The treatment of achalasia can be multidisciplinary. Endoscopic surveillance and exclusion of malignancy or mechanical obstruction are important. Injection of botulin toxin into the lower esophageal sphincter has been shown to provide relief, although this relief is temporary, and repeated injections may further complicate later definitive therapy. Botox injection for the treatment of achalasia should only be considered as a temporizing measure or as palliative therapy in selected patients. Pneumatic dilatation of the lower esophageal sphincter with a 3- or 4-cm balloon can be considered. This should be done under fluoroscopic guidance, and reports have demonstrated reasonable success rates, especially when combined with salvage therapy or recurrent dilatation. Despite these successes, surgical intervention remains the first-line therapy for most patients and is associated with good outcomes. Peroral endoscopic myotomy is an emerging therapy that allows for division of the circular muscle fibers alone via a transoral–transmucosal route and is under evaluation.

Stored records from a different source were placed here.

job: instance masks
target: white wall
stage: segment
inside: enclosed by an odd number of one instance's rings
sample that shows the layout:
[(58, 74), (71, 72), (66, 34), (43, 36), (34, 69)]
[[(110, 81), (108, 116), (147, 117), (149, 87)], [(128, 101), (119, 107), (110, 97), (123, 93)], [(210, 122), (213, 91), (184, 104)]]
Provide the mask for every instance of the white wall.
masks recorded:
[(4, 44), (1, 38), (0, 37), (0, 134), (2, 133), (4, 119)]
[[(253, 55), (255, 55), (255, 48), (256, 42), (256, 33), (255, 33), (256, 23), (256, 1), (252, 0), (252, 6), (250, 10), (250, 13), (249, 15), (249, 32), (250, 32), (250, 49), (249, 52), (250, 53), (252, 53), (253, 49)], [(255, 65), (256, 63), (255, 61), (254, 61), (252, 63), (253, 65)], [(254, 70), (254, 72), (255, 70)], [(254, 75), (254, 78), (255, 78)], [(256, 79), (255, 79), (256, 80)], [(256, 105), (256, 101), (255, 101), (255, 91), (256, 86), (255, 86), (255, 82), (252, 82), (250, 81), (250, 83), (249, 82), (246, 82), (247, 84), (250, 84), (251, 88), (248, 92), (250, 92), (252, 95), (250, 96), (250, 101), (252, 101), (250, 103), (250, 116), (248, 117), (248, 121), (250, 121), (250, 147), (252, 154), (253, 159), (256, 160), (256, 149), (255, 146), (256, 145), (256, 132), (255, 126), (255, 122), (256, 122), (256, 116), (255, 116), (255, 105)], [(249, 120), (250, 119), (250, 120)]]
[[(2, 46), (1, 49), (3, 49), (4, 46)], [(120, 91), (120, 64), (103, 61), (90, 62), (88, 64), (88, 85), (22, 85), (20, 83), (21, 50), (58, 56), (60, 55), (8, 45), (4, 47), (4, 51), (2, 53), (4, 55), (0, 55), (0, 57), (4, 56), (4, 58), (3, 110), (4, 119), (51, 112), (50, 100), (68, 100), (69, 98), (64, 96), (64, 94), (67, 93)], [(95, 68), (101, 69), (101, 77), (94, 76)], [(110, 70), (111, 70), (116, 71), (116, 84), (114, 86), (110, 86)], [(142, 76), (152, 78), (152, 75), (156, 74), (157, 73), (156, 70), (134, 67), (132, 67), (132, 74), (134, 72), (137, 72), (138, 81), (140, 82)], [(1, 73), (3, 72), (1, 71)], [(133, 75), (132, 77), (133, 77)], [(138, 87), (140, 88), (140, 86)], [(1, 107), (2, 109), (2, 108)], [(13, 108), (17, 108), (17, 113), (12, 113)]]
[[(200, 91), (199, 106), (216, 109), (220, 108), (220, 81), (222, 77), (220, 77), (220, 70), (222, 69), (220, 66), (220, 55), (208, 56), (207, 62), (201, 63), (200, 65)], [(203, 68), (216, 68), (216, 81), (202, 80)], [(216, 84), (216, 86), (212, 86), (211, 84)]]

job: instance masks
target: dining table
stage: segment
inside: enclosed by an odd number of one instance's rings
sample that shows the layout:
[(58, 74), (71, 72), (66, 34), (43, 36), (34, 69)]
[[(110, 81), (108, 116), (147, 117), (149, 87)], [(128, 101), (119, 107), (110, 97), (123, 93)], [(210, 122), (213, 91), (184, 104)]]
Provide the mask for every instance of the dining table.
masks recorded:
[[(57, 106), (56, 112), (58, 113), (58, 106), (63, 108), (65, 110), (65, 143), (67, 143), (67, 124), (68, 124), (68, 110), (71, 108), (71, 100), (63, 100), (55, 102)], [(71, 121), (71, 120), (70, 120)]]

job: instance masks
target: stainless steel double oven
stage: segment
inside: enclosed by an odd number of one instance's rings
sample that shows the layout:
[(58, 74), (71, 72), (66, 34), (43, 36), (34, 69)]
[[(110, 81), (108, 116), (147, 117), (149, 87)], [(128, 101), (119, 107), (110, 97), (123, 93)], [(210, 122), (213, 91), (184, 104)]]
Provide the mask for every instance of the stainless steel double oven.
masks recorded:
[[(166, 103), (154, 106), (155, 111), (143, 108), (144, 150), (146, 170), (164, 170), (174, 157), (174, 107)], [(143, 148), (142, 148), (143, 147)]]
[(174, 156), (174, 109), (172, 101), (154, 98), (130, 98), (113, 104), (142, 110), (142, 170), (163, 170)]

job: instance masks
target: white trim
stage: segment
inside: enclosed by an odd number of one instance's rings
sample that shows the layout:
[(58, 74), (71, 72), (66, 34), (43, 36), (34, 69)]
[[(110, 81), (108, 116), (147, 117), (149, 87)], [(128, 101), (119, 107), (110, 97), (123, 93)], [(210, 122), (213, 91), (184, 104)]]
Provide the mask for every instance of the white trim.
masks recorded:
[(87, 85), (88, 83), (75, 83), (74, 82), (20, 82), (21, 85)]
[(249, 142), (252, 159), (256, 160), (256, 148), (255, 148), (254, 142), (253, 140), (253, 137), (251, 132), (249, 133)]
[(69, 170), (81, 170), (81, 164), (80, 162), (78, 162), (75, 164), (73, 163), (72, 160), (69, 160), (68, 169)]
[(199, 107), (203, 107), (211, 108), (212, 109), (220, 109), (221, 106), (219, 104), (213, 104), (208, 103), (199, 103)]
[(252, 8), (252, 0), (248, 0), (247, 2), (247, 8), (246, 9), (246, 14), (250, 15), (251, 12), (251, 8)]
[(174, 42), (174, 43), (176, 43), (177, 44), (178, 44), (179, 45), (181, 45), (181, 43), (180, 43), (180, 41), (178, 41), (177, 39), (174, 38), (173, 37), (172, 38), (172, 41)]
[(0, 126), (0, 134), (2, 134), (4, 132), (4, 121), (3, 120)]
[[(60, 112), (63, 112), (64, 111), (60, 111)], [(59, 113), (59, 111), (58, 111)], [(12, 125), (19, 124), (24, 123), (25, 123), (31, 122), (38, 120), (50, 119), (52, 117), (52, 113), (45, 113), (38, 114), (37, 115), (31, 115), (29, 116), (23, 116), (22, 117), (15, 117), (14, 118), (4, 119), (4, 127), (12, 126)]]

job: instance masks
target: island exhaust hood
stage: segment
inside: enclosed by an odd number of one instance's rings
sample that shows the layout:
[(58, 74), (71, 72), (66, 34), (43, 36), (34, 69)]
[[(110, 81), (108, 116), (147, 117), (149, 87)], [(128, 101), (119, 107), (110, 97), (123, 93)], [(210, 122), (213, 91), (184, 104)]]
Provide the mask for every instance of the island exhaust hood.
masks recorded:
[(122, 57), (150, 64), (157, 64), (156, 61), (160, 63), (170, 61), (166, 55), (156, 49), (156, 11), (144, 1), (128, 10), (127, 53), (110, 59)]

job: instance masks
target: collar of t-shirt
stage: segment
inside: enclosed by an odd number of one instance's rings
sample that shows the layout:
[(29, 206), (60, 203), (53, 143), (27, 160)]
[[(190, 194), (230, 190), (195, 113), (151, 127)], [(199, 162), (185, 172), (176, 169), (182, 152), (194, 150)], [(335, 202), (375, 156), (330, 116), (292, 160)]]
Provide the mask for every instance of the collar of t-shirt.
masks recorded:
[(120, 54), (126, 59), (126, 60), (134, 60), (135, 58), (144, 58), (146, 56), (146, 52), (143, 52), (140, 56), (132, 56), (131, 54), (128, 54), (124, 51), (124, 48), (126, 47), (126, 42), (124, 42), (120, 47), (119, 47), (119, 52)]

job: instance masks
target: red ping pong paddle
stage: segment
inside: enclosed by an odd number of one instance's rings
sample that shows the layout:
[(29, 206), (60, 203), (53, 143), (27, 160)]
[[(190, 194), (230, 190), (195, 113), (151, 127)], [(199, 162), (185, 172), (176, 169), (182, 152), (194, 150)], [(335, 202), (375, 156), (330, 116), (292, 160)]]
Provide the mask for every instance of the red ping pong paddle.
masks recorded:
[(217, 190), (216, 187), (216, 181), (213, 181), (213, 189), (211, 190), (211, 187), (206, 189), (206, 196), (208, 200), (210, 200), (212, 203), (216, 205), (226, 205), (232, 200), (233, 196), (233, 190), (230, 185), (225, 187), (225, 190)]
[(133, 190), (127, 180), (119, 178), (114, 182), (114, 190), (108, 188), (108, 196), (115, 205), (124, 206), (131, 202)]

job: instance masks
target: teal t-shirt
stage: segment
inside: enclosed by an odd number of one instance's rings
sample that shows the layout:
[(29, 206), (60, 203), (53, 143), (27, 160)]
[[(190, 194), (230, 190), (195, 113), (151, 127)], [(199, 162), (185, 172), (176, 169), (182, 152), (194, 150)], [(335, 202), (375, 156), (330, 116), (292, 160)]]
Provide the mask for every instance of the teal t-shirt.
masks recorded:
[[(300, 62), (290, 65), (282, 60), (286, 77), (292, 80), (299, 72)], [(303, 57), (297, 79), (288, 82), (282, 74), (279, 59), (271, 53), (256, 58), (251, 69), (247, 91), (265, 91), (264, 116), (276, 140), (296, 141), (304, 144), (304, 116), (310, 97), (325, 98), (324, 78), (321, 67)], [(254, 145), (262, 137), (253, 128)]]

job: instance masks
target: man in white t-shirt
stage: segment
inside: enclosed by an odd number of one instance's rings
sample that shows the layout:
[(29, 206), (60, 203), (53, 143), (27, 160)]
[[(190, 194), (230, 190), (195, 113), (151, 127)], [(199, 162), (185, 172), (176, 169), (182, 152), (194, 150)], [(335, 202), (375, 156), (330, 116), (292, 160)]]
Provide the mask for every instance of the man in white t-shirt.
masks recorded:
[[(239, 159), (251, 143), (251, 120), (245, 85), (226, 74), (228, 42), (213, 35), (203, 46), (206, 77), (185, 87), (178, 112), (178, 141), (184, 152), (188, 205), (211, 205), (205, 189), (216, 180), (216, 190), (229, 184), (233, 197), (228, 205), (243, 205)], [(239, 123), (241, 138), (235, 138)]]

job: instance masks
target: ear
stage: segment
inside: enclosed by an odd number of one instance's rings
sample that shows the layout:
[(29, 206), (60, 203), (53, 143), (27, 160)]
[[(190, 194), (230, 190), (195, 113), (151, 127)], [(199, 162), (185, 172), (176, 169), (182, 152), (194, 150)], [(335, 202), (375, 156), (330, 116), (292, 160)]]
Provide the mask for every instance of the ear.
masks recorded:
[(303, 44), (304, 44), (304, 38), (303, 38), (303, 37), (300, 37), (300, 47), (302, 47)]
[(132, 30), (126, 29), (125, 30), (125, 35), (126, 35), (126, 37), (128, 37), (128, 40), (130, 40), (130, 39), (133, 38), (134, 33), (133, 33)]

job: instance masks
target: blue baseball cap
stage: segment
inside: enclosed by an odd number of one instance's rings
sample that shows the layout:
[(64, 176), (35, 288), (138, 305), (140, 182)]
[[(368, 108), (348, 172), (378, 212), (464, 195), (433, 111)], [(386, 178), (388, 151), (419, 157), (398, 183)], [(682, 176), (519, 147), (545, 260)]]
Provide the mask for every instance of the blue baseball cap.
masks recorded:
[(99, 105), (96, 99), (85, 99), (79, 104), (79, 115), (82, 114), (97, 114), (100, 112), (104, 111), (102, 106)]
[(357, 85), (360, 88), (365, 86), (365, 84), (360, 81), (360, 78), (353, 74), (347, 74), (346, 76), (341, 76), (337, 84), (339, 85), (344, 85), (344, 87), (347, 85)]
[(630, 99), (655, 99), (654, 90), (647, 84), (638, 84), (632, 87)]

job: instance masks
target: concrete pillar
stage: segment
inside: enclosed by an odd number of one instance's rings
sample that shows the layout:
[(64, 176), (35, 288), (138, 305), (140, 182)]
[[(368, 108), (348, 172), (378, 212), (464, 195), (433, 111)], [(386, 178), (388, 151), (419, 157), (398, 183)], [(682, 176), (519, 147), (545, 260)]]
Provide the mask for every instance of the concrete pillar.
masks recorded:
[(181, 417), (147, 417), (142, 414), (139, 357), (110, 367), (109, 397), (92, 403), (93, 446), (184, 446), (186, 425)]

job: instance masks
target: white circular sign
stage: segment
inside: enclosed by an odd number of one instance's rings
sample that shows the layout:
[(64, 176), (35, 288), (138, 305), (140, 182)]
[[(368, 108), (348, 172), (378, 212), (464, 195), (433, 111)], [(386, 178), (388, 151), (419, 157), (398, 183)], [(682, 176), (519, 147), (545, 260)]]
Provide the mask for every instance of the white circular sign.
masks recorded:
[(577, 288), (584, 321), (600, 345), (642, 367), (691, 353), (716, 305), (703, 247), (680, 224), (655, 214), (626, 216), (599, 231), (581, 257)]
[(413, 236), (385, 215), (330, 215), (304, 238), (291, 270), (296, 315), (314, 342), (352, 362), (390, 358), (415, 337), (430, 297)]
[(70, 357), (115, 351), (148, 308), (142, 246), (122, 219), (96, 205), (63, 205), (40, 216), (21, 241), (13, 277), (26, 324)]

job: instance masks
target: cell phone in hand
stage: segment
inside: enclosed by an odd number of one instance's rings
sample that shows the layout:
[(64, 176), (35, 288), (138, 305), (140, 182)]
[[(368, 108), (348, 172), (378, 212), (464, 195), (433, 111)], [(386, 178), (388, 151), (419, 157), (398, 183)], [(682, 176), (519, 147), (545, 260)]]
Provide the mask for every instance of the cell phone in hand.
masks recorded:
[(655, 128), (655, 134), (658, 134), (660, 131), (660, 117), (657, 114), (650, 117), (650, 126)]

Patients should be screened for other medical conditions. In addition, careful attention should be paid to the risk of pulmonary disease because chronic aspiration maybe a significant factor. Malnutrition likewise should be addressed. When a dilated esophagus is seen or a chronic disease is suspected, careful preparation of the esophagus should be undertaken. Many patients require a liquid-only diet for several days prior to surgery to allow most of the solid contents of the esophagus to be gone at the time of induction of anesthesia and operative intervention. In planning the operative approach, the two standard approaches have been the left chest or through the abdomen. After extensive experience with laparoscopic exposure and laparoscopic manipulation of the gastroesophageal junction, the preferred method is now a transabdominal laparoscopic Heller myotomy.


Patients are given a general anesthetic with careful attention to prevent aspiration on induction.


Patients are placed in a supine position and can be in a leg split position with the arms extended or tucked at the sides. The operating surgeon can then stand between the patient's leg with an assistant on each side.


The patient is kept at noting by mouth after midnight. Standard prophylactic antibiotics are administered within 1 hour of the incision. Prophylaxis for thromboembolism is administered. Then a time-out is performed.


Variable trocar positioning can be used, ...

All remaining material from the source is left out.